New Coast CEO’s controversial family concern
Gold Coast City Council's new $600,000-a-year chief executive has close family links to controversial water mining next to World Heritage-listed Springbrook National Park.
David Edwards, the high-powered son of Bjelke-Petersen-era deputy premier and treasurer Sir Llew Edwards, was last week chosen to replace long-serving Coast council boss Dale Dickson.
The former senior state government bureaucrat, who as State Development Department projects chief was responsible for delivering Brisbane's giant Queen's Wharf development, beat dozens of candidates, including Mr Dickson, for the plum position, which pays more than the prime minister's job.
But his appointment has raised concerns among environmentalists, with revelations that Mr Edwards' wife Sybil jointly owns a company linked to long-term groundwater extraction at Springbrook.
Mrs Edwards, a teacher and house head at exclusive Brisbane Girls Grammar, is listed as a shareholder of Come By Chance (Springbrook) Pty Ltd, which owns a property at 199 Repeater Station Rd in the Gold Coast hinterland hamlet.
The property has had a water extraction licence since the mid-1990s, mining up to about 60,000 litres a day.
It is one of two in the area - supplying water to customers including soft drinks giant Coca-Cola Amatil - that are strongly opposed by green groups.

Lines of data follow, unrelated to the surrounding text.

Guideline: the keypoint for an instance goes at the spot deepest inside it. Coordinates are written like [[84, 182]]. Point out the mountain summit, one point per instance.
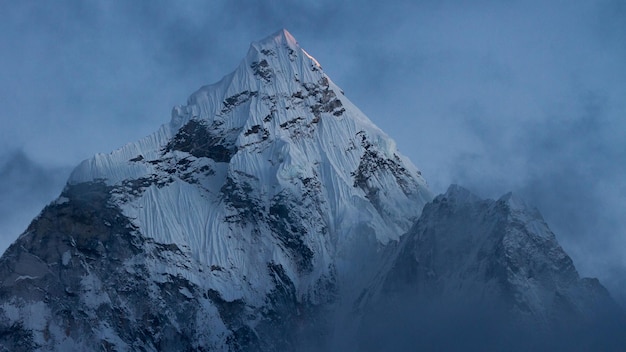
[[268, 214]]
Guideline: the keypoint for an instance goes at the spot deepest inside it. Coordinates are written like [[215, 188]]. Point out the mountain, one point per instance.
[[269, 214], [487, 275]]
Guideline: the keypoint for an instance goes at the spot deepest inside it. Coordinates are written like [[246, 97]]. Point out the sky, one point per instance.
[[497, 96]]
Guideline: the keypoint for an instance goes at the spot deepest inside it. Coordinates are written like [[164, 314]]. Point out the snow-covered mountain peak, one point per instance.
[[276, 40], [270, 165]]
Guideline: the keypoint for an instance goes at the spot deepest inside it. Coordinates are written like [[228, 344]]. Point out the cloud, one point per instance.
[[26, 187], [498, 95]]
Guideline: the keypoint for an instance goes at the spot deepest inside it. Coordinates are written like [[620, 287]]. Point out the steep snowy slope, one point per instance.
[[254, 204], [271, 215]]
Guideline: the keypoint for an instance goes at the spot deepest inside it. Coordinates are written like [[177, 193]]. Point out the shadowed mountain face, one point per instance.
[[476, 274], [270, 214]]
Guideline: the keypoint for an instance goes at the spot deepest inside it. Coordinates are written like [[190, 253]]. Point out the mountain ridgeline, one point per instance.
[[270, 214]]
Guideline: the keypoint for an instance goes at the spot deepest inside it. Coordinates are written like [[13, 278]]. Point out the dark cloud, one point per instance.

They argue water mining has been going on for decades "with little regulation, monitoring or investigation as to whether it is having an impact on the surrounding national park ecosystems".
"The water mined is carried by truck down the mountain to bottling plants where it becomes 'spring' water in an endless supply of plastic bottles," the Gold Coast and Hinterland Environment Council (GECKO) says.
Ironically, green groups have joined forces with the Gold Coast City Council to mount a legal challenge against plans for a third water extraction bore on Repeater Station Rd.
The council unanimously rejected the application in 2019, but the property owner has launched a Planning and Environment Court appeal.
Mr Edwards said all of his interests would be declared when he starts in the top job.
The Palaszczuk government last year imposed a 12-month moratorium on new water mines at Springbrook and Mount Tamborine pending an investigation by Queensland University of Technology experts.
"I appreciate that local residents have concerns about the impact of commercial bottling on groundwater resources at Tamborine and Springbrook," the then natural resources minister Anthony Lynham said last March when announcing the moratorium.
GECKO's Lois Levy said water mining "shouldn't be happening" at Springbrook.
"All it does is enable someone to sell free water to the likes of Coca-Cola and we end up with millions of plastic bottles in the environment," she said.
Mr Edwards, an eco-tourism advocate, is expected to take up the Coast chief executive job in coming months once his contract details are finalised.